Cor A. van Baarle
Opgravingen aan de Klokbekerweg te Epe
Toen, in 1977, aan de destijds geheten Ballastputweg een nieuw huis gebouwd werd, ontdekte ik op die plek een pre-historische grafheuvel (Epe 149). Tijdens de bouw kon de heuvel onderzocht worden. In 1978 besloot de Raad van Epe de naam Ballastputweg te veranderen in Klokbekerweg. In en bij de heuvel werden nl. scherven van klokbekers gevonden die vervaardigd werden tijden het Neolithicum.

Raadsbesluit 1978. Nr. A 15.
DE RAAD DER GEMEENTE EPE;
gelezen het voorstel van burgemeester en wethouders(Handelingen
van de Raad, afdeling I, jaar 1978, bijlagenr.
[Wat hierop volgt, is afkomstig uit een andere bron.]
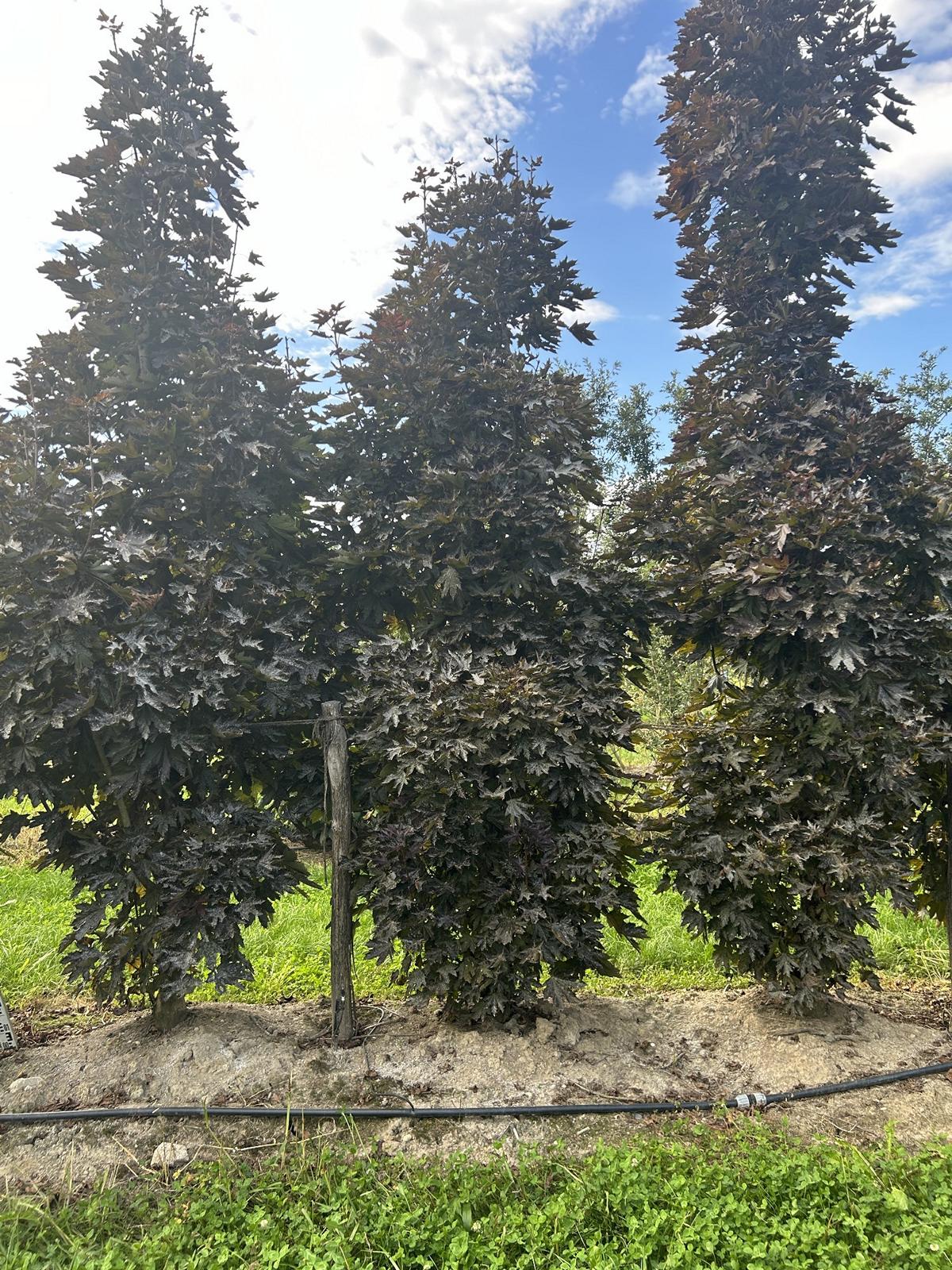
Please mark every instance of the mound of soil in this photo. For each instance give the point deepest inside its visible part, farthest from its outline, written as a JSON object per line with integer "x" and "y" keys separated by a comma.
{"x": 666, "y": 1047}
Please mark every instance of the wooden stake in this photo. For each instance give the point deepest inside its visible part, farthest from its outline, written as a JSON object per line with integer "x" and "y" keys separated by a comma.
{"x": 343, "y": 1022}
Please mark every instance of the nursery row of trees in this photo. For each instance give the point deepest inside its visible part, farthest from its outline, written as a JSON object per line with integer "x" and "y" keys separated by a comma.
{"x": 201, "y": 546}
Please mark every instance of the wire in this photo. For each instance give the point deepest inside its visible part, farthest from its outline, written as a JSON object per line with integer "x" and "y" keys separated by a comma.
{"x": 209, "y": 1113}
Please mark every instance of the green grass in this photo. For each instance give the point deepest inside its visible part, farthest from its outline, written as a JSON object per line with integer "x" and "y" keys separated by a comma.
{"x": 291, "y": 956}
{"x": 689, "y": 1199}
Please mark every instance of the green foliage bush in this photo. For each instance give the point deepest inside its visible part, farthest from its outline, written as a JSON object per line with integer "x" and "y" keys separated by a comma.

A 15).
B E S L U I T :
- de naam Ballastputweg voor het gedeelte op bijgaande kaart met het cijfer 1 aangegeven, in te trekken;
- de naam “Klokbekerweg” te verlenen aan de weg aangegeven op bijgaande kaart met het cijfer 1;
- de naam “Vuursteenweg” te verlenen aan de weg aangegeven op bijgaande kaart met het cijfer 2;
- de naam Vijverlaan voor het gedeelte op bijgaande kaart met het cijfer 3 aangegeven, in te trekken;
- de naam “Burgemeester Van der Feltzlaan” te verlenen aan de
weg aangegeven op bijgaande kaart met het cijfer 3.Epe, 18 mei 1978.
De Raad voornoemd,
de sekretaris, de voorzitter,
get. C.C. Beelaerts get. J.H. Bergh.
van Emmichoven.voor afschrift,
de gemeentesekretaris van Epe.
Mijn broer en ik ontdekten in die tijd, behalve deze heuvel, nog enkele andere die waarschijnlijk ook grafheuvels zijn. In november 1977 gaven we onze bevindingen
door aan de Rijksdienst voor het oudheidkundig bodemonderzoek te Amersfoort. Hierop kwamen drs. R.S. Hulst, provinciaal archeoloog, en zijn medewerker naar
Epe om een onderzoek in te stellen naar onze vermoedelijke ontdekkingen.
In eerste instantie twijfelde men of de heuvel aan de toen nog geheten Ballastputweg wel een grafheuvel was. Een andere door ons aangewezen heuvel in het Eperholt
(Epe 114) bleek zeer fraaie grafheuvel te zijn evenals de gave heuvel aan de Steenderkomweg (Epe 36) en een door de Elburgerweg geheel opgeslokte heuvel waarvan het talud ter weerszijden van de weg ten noorden van Niersen nog te zien is (Epe 41).
Toen bij de bouw van het huis aan de voormalige Ballastputweg de heuvel werd aangegraven, werd door de R.O.B, de gelegenheid aangegrepen een waarneming te doen. Het bleek inderdaad een grafheuvel te zijn. Op 1 december 1977 werden de profielen getekend en de heuvel vastgelegd.
De heuvel dateert uit het Neolithicum en hoort tot de Klokbekerfase, ca. 1800 jaar voor Chr. Deze cultuur kenmerkt zich door de klokvormige potten welke de bewoners van de hogere zandgronden maakten en gebruikten. De datering van het graf is dan ook aan de hand van potscherven van deze klokbekers gemaakt. Deze scherven werden niet in maar wel vlak naast de grafheuvel in een kuil aangetroffen.

De opgraving
In januari 1978 begonnen drs. Hulst en de heer Ter Schegget met de opgraving. Ook enkele medewerkers van het S.W.O.V. waren behulpzaam bij het graafwerk.
De grafheuvel heeft een diameter van 16 meter en is 1,18 m. hoog, waarvan ongeveer de helft werd afgegraven. En werd van het centrum uit naar de rand gegraven en de profielen werden in kaart gebracht. De heuvelmantel bestond uit humus die zich zwart aftekende. Daaronder werd een plaggenheuvel zichtbaar, een heuvel opgeworpen met omgekeerde heideplaggen die in dezelfde omgeving waren afgestoken. De kleur ervan was grijsbruin. Het oude oppervlak was donkerbruin en ging al dieper gravende over in 1ichtbruin. Dit duidt op een oud bosprofiel.
Op 31 januari werd in het centrum het graf blootgelegd dat zich bevond beneden het oude bosoppervlak. Het donkere silhouet van de dode stak duidelijk af tegen het bruine zand. Bijna een maand lang graven en in kaart brengen leidde tot deze opmerkelijke vondst.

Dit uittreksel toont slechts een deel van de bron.